Back in the late'70s, early '80s, his Gamescience company published inexpensive role playing games. They were poorly written with shitty art and lousy production values but they were fun. Most of his role playing games were lifted from TSR's D&D system. His company release the first super hero role playing game called Superhero 2044 (1977) and an early sci-fi role playing game called Star Patrol.

He started off writing and selling a set of miniature rules for Star Trek called the Star Fleet Battle Manual but Paramount Pictures quickly came calling. After some brief discussions with Paramount, Zocchi realized he couldn't afford to purchase the rights. He released his game under the name Alien Space, cleverly renaming the Enterprise "Earthship". The Klingons were renamed the "Kuzi". A friendship with Franz Joseph, author of the legendary Star Fleet Technical Manual (1975), helped Zocchi secure rights to Star Trek from Paramount on more favorable terms. Alien Space was updated again and re-released as the Star Fleet Battle Manual.

While his role playing games weren't very successful, he did manage to find great success early on by founding his Zocchi Distributing endeavor in 1975. Zocchi's company acted as a general middle man between game publishers and the hobby shops that sold the final product. Before Zocchi the fledgling role playing/war game industry had no such general distribution method.

Zocchi sold his distribution company in 1996 to Mike Hurdle, who then resold it in 1999 to an Anime distribution company called SyCoNet. In 2001, Zocchi Distributing lost its license to sell Wizard of the Coast products, which is like saying you've lost your license to breath air and it went kaput, owing a lot of money to some 600 small game publishers and manufacturers.

Although Zocchi sold his distribution company, he retained his Gamescience creation. He published fewer and fewer actual games, although he secured rights from TSR to published a new version of Aztec-inspired Empire of the Petal Throne (which had all but vanished from TSR's catalog by the late '70s). He also published a parody of GURPS called TWERPS (The World's Easiest Role Playing System). Zocchi got more into gaming accessories and specialized in premium "high impact" gaming dice. He invented and patented several odd ball dice like the D5, the D7, and the amazing D100 aka the Zocchihedron (you can see some pictures here http://www.dozensofgames.com/precgamdicse.html).
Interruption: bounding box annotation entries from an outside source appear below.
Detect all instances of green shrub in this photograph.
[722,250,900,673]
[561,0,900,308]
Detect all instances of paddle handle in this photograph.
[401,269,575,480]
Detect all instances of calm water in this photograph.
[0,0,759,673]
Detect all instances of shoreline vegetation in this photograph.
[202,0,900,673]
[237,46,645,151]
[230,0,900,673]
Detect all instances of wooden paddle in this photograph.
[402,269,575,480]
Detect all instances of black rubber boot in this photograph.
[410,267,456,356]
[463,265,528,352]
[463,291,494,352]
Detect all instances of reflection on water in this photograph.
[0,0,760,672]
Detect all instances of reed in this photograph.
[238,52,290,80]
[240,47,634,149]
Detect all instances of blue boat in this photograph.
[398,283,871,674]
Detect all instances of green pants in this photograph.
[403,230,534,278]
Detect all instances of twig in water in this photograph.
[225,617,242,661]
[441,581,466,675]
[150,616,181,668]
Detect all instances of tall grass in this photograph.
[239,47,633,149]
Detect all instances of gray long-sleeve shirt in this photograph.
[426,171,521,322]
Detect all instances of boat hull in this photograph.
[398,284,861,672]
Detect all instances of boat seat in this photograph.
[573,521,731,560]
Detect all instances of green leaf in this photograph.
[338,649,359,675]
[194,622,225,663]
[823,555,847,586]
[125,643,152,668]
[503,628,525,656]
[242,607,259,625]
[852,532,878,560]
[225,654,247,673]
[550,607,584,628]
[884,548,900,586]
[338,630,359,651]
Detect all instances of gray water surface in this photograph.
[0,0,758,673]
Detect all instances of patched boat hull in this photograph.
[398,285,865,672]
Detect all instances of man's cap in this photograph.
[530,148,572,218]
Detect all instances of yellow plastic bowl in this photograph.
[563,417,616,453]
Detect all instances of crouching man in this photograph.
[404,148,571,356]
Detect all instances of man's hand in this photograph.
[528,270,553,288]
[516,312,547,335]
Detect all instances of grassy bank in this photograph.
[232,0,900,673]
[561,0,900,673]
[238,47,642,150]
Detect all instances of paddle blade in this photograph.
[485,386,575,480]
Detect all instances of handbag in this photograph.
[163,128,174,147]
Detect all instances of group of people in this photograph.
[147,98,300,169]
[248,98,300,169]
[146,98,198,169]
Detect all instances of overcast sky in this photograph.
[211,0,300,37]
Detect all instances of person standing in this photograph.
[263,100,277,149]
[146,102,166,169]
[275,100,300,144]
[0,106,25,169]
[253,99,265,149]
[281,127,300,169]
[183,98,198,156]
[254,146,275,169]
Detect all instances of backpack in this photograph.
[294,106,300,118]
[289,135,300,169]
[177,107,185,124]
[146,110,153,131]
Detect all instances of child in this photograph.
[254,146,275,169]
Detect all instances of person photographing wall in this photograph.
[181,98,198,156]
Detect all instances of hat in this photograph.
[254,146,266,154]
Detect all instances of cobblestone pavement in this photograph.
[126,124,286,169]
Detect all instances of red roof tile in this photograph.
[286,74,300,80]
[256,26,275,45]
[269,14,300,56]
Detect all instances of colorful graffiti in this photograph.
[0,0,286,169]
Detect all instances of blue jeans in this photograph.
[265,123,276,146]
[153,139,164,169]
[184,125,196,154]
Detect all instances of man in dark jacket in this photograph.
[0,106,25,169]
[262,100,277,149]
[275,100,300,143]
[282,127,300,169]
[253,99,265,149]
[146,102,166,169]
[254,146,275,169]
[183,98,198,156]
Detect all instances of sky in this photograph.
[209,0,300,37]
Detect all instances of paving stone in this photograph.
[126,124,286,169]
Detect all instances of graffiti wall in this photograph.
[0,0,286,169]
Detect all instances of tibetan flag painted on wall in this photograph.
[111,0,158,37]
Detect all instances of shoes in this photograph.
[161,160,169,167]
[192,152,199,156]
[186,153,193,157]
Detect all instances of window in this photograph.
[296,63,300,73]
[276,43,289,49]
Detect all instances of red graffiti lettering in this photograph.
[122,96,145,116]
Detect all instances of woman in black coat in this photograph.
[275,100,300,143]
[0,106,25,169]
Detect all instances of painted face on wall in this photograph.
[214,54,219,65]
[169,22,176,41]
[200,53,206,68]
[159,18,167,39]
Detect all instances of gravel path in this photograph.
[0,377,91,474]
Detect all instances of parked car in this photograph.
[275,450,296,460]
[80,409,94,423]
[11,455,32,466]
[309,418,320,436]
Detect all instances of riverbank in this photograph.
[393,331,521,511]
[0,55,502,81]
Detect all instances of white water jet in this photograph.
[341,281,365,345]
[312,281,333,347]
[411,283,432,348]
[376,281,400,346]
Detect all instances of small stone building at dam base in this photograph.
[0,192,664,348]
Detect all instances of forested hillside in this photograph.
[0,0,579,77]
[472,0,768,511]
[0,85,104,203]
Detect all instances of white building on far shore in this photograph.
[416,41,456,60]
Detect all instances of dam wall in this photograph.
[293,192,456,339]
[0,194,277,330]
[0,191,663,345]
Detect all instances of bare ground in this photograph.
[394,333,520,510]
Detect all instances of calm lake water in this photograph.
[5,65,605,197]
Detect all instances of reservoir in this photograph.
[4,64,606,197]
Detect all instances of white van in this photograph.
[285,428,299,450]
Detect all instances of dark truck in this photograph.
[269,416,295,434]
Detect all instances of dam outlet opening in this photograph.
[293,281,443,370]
Zocchi got into a bit of hot water in 2001 when it released a reprint of Judges Guild's Tegel Manor. Zocchi claims Judges Guild co-founder Bob Bledsaw authorized him to do a reprint but Bledsaw claims no such authorization was given and he was darn surprised when he saw a fresh reprint on a store shelf. It's unknown what the state of this disagreement is.

Since about 1997 there has been a rumor floating around that Lou Zocchi was dead. However, many who have seen him since 1997 at role playing conventions report he's sufficiently animated and cantankerous enough to qualify as "living".